Sign in to view source links and access this dataset
Description
minishlab/tokenlearn-cornstack-docs-coderankembed-v2 contains 600,000 rows of mean token embeddings for code documents, generated by the nomic-ai/CodeRankEmbed model. The dataset was created with Tokenlearn for training Model2Vec models on code retrieval tasks. It includes code from CornStack across 6 programming languages, with 100,000 rows per language.
Use Cases
Training code retrieval models based on pre-computed mean token embeddings.
Distilling static embedding models using the provided CodeRankEmbed targets.
Benchmarking code representation learning across 6 programming languages.
Fine-tuning embedding models for semantic search within codebases.
Strengths
Contains 600,000 total rows of data.
Includes a balanced 100,000 rows for each of 6 programming languages.

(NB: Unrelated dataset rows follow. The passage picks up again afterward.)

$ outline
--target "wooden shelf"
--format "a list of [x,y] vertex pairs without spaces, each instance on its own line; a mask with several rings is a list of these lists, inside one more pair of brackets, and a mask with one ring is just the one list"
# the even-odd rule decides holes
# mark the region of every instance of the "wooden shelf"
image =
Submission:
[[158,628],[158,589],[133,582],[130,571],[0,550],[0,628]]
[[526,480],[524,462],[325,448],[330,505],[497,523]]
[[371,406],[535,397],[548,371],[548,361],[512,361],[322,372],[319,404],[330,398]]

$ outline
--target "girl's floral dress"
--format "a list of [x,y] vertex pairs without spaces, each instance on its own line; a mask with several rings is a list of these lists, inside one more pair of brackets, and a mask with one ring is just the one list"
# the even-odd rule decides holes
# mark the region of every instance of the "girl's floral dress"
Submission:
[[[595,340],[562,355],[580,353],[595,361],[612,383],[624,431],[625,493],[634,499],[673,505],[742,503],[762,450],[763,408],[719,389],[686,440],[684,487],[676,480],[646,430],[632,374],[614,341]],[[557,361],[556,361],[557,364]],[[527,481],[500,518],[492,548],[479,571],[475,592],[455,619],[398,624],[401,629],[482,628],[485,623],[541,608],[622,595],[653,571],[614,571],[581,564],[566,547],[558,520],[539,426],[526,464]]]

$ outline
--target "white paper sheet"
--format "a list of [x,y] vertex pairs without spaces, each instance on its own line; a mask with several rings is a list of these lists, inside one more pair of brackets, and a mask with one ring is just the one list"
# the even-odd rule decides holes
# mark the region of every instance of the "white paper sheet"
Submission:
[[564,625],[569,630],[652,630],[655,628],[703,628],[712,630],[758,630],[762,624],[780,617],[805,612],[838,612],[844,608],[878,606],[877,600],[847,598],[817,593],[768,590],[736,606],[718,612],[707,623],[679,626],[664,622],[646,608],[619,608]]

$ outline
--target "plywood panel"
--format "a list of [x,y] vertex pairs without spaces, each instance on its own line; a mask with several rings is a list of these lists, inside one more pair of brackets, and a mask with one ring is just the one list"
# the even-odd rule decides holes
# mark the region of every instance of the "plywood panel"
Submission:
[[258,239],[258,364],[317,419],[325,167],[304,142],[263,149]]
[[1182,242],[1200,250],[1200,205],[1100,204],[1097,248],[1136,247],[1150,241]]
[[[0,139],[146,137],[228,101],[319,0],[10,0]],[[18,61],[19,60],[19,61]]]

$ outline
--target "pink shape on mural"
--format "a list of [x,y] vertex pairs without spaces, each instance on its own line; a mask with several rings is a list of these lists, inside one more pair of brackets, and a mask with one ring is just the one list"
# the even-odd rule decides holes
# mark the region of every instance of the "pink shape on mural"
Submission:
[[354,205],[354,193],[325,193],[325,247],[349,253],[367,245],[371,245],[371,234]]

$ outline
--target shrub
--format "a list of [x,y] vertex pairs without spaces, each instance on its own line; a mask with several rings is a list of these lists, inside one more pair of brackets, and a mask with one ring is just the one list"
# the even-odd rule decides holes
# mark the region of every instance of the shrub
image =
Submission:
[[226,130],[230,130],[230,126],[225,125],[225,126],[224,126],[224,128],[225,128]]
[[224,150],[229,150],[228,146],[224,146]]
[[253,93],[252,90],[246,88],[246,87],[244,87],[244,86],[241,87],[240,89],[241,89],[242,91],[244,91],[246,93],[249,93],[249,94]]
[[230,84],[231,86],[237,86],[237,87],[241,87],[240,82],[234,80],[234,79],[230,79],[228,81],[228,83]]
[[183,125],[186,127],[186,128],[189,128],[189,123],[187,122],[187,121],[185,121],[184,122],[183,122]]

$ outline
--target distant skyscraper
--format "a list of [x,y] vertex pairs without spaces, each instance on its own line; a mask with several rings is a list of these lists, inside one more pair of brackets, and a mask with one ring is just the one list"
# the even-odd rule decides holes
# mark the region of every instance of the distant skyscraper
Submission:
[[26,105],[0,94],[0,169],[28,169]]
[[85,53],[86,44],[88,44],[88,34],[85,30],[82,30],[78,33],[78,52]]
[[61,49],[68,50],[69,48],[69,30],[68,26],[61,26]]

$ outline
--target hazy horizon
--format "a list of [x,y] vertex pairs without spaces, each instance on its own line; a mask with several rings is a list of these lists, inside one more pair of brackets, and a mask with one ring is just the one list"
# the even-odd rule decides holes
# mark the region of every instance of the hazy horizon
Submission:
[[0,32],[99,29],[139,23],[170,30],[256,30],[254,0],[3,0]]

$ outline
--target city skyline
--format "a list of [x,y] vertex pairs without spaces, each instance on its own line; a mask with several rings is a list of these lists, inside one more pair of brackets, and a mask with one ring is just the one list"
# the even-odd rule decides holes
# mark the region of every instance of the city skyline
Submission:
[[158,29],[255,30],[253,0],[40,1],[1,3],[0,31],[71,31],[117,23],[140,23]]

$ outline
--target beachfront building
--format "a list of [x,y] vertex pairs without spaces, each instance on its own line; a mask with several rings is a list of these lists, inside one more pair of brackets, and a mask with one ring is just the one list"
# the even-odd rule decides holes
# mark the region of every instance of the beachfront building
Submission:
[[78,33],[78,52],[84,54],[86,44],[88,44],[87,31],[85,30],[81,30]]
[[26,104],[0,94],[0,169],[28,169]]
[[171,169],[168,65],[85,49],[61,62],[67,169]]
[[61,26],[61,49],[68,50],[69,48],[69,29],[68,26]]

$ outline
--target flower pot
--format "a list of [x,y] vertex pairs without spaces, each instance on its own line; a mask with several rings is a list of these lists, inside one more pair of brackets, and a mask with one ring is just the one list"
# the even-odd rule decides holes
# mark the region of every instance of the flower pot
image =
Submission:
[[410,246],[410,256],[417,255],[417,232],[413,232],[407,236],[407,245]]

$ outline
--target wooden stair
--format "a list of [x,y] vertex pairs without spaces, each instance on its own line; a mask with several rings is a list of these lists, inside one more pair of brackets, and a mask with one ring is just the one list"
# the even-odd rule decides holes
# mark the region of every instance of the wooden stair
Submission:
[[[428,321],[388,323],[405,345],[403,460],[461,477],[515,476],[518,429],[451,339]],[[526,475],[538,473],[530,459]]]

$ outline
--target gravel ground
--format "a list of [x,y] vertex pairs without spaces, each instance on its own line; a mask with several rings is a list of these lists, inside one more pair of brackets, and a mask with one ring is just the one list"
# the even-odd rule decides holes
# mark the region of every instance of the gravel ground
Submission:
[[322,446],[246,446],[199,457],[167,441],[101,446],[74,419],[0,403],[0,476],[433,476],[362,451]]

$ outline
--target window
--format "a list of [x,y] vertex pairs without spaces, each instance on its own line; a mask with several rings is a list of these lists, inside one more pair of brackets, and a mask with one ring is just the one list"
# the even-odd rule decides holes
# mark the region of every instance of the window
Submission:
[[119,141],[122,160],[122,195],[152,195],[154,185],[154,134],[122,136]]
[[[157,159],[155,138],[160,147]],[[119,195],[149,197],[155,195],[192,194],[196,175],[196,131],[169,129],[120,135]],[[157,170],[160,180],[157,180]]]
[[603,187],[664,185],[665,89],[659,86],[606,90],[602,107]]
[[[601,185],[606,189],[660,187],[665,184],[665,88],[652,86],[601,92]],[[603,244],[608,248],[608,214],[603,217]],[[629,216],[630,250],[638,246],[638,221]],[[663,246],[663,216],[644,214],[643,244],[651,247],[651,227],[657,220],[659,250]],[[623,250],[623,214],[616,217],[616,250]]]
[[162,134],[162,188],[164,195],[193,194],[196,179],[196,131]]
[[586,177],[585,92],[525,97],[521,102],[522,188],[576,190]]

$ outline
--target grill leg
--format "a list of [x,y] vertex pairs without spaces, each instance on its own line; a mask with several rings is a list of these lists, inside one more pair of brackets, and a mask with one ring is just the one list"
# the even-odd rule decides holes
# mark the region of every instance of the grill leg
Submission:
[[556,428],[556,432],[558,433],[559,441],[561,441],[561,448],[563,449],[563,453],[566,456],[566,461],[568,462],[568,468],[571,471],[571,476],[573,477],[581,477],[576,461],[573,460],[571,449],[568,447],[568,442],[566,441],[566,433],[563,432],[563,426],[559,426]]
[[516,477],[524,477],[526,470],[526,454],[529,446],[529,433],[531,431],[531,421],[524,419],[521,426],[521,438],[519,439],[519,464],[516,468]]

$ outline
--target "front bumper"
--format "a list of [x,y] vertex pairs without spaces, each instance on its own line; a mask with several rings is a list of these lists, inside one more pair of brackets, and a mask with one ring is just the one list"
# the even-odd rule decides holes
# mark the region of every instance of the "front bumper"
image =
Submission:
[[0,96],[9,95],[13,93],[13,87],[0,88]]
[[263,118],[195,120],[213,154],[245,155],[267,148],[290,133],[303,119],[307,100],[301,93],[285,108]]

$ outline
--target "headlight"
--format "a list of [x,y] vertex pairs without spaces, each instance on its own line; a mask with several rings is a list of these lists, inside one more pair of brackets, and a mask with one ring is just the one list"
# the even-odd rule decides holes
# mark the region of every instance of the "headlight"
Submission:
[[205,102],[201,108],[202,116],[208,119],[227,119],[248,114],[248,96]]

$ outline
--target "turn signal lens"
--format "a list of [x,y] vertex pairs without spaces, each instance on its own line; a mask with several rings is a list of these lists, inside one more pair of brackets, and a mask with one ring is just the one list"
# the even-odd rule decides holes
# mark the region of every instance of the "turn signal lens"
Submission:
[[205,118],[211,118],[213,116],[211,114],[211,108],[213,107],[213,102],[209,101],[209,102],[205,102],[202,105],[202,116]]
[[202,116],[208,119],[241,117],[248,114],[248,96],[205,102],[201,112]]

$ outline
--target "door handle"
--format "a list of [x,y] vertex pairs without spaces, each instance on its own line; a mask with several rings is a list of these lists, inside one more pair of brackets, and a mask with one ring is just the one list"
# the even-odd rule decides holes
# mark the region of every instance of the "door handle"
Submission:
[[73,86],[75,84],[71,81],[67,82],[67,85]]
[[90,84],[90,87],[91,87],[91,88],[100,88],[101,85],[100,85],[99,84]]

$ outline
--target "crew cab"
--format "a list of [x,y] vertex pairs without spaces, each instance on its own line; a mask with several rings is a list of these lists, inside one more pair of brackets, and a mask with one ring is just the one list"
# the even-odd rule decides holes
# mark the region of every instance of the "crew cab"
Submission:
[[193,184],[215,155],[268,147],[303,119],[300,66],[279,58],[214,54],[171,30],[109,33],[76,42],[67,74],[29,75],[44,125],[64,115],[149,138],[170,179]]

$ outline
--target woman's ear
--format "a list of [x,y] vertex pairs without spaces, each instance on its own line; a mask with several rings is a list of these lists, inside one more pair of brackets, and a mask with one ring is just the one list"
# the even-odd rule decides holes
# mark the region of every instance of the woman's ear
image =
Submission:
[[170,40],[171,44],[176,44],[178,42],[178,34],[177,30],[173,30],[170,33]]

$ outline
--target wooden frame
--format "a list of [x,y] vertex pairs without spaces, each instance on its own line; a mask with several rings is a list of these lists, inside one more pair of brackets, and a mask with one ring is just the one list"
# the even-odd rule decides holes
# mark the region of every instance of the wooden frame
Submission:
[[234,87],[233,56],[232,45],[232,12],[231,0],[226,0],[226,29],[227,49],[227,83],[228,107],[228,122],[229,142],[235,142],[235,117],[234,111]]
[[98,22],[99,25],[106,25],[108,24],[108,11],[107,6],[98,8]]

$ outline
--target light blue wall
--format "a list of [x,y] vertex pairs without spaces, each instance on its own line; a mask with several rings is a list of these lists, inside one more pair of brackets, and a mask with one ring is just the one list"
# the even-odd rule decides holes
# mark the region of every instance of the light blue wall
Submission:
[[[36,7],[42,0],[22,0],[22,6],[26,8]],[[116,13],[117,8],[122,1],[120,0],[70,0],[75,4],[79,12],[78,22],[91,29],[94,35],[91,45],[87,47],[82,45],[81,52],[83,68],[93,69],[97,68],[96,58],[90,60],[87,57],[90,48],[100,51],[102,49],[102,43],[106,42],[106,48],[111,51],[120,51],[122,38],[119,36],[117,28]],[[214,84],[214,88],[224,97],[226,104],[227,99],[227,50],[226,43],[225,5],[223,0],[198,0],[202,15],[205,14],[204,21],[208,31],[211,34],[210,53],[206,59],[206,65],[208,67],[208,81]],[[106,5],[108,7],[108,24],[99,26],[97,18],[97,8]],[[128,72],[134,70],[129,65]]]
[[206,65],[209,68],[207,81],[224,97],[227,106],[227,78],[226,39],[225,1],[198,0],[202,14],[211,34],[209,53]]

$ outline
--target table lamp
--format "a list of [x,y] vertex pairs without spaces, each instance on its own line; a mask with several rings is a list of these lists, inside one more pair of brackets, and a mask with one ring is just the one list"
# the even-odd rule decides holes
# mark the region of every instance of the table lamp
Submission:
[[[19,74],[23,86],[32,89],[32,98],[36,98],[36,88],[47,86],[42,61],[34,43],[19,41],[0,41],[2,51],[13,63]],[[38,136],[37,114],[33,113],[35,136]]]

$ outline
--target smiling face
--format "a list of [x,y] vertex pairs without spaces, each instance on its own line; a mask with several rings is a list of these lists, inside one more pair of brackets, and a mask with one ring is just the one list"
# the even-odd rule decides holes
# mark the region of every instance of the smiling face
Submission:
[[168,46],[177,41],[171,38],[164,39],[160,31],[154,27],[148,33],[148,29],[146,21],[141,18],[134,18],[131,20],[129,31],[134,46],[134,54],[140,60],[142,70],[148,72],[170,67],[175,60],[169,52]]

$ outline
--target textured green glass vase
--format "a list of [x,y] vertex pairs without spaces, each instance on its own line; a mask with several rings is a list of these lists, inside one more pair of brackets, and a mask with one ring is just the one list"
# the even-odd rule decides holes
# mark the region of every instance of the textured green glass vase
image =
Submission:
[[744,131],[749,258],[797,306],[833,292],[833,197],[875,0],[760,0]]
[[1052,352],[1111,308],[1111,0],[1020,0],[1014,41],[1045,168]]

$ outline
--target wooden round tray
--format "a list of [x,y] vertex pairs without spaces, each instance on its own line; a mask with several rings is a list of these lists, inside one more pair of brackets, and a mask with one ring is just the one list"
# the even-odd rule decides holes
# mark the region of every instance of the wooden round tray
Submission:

Embeddings are produced by a specific, named model (nomic-ai/CodeRankEmbed).
Limitations
Column-level documentation is absent; field semantics must be inferred after download.
Row count is known but other scale metrics like file size and format are unknown.
Description metadata is limited; actual data quality requires manual inspection after download.
Provenance
Source
CornStack
Collection Method
Created with Tokenlearn; embeddings produced by nomic-ai/CodeRankEmbed model.
Freshness
Last updated 2026-05-06 03:42:07.
License is unknown; terms of use must be verified before application.